Solved – How to analyze and interpret A/B test results via Bootstrap method

bootstraphypothesis testingp-value

We've run a split test of a new product feature and want to measure if the uplift on revenue is significant. Our observations are definitely not normally distributed (most of our users don't spend, and within those that do, it is heavily skewed towards lots of small spenders and a few very big spenders), so we've decided on using bootstrapping to compare the means, to get round the issue of the data not being normally distributed.

So my results show that we do have an uplift of around 8% vs. control. I now want to calculate how confident I can be in this uplift. Is it as simple as measuring the proportion of the probability density function below zero, for the PDF that is test group PDF minus control PDF? (e.g., that portion reflects the % chance that my 2 PDFs are not different?)

Any help would be much appreciated.

Best Answer

Bootstrapping for a mean does not usually make sense for due to the CLT. Just use the mean and standard error on the mean. This will either give the same result as your bootstrap or your bootstrap would have given a poor result.

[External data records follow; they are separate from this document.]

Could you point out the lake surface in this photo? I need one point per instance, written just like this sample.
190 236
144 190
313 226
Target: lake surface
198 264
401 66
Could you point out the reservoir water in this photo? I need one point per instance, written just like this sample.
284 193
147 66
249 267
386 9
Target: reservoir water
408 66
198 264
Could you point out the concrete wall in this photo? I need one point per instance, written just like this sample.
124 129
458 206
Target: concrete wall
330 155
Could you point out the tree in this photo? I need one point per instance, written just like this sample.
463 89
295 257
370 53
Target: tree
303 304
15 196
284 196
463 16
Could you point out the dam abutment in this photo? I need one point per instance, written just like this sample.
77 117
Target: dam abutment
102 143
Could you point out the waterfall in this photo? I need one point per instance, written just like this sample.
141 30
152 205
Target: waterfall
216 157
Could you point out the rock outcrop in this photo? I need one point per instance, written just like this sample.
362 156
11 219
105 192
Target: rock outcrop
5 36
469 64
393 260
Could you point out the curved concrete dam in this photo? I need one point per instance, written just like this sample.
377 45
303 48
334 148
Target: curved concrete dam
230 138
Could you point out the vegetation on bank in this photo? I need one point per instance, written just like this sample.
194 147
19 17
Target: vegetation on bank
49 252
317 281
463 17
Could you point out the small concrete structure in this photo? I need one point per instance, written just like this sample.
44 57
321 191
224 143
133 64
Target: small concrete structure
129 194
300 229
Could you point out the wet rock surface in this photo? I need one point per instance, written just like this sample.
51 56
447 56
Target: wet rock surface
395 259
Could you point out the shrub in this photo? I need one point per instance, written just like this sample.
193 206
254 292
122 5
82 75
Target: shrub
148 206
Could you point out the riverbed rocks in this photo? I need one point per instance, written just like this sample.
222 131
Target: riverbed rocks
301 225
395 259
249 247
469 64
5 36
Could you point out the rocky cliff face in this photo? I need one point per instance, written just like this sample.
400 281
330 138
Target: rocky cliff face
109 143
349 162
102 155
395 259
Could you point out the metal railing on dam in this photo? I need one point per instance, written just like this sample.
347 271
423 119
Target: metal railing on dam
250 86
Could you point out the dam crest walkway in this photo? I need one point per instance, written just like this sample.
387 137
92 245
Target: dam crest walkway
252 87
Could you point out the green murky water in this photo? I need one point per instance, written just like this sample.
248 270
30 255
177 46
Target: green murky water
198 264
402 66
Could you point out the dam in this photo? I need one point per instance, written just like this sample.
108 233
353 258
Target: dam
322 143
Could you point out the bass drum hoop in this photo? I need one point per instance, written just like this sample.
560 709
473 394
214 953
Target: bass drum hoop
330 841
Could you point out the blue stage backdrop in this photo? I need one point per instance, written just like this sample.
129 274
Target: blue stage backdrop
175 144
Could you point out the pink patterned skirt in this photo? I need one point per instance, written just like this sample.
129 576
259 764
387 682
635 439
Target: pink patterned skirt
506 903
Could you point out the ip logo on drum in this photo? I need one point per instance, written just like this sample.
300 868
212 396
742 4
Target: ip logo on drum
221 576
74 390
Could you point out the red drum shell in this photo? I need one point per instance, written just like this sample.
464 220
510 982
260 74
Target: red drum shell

If you truly know you want to compare the mean (and it is not clear that you do Better estimator of expected sum than mean) then you want to test if the two samples are likely to have come from the same population. This would be a Welch t-test with the mean, $\mu$, and standard error on the mean, $\sigma_\mu$.

The problem becomes more complicated if there is a different associated risk with each choice coming from other factors (eg implementation cost). If the t-test says there is no significant difference then you clearly want to take the variant with lower risk. However, if the variant with higher risk has a statistically significant impact on mean revenue then it is a judgment call.